I am trying to get all the values from Rows into Columns. I don't have an Index, so find it hard to have all in one column.
Code: getting the values
traceFilters = sqlContext.read.format("csv").options(header='true', delimiter = ',').load("/data/*.txt")
traceFilters.take(5)
fields = [
StructField("City", StringType(), False),
StructField("Country", StringType(), False)
]
traceFilters.track(5)
for row in traceFilters.rdd.collect():
a = row.City
print a
This is the data that i am getting from above code:
New York
London
Vienna
and the result that i want.
[ New York, London, Vienna ]
I tried using transpose
, but its not working and also with zip
.
Code that i tried:
print a.transpose()
or val1= a.set_index('City').T
Any help appreciated.
Thanks
It looks like you are just printing each value, but that you really want a list.

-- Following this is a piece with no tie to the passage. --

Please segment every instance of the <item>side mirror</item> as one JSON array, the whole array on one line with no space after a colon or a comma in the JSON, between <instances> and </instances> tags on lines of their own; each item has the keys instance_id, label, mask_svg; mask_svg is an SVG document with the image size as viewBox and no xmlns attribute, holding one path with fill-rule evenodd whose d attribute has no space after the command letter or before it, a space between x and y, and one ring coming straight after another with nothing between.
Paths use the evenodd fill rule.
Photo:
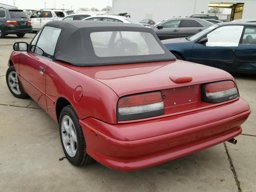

This appends each value into a list, then prints it:
traceFilters = sqlContext.read.format("csv").options(header='true', delimiter = ',').load("/data/*.txt")
traceFilters.take(5)
fields = [
StructField("City", StringType(), False),
StructField("Country", StringType(), False)
]
traceFilters.track(5)
a = []
for row in traceFilters.rdd.collect():
a.append(row.City)
print(a)